# Data Preparation
In the first phase of Coursera project, I explored the data to surge each column, their data type, their distribution, and the extent of their possible contirbution in predicting the retention of each user. In the second phase of Coursera project, I prepare the data for modeling. At this point, our data has no null values and any duplicates. In this phase I dummify the categirical values and remove the columns that didn't show to be any predictive of the target variable.

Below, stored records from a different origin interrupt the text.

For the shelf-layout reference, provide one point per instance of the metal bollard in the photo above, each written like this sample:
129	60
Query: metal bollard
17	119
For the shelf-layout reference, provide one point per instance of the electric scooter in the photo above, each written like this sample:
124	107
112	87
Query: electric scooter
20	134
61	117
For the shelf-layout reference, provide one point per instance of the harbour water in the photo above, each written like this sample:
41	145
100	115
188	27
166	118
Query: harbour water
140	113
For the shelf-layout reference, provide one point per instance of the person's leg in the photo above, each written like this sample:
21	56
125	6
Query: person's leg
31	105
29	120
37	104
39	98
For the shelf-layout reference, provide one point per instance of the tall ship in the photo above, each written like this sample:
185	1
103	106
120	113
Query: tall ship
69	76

## Import Required Packages

In [5]:
# Standard Python packages
from math import sqrt
import pickle

# Data packages
import pandas as pd
import numpy as np

# Visualization Packages
from matplotlib import pyplot as plt
import seaborn as sns
%matplotlib inline

# Statisticsl inference package
from scipy import stats
from scipy.stats import t, chi2, norm, f

# Machine Learning / Classification packages
from sklearn.preprocessing import StandardScaler, OneHotEncoder
from sklearn.model_selection import train_test_split
from sklearn.linear_model import LogisticRegression
from sklearn.metrics import classification_report, accuracy_score, precision_score, \
recall_score, f1_score, confusion_matrix, ConfusionMatrixDisplay, roc_auc_score


In [3]:
# Open pickled model
with open('Data//coursera data.pickle', 'rb') as file:
    df = pickle.load(file)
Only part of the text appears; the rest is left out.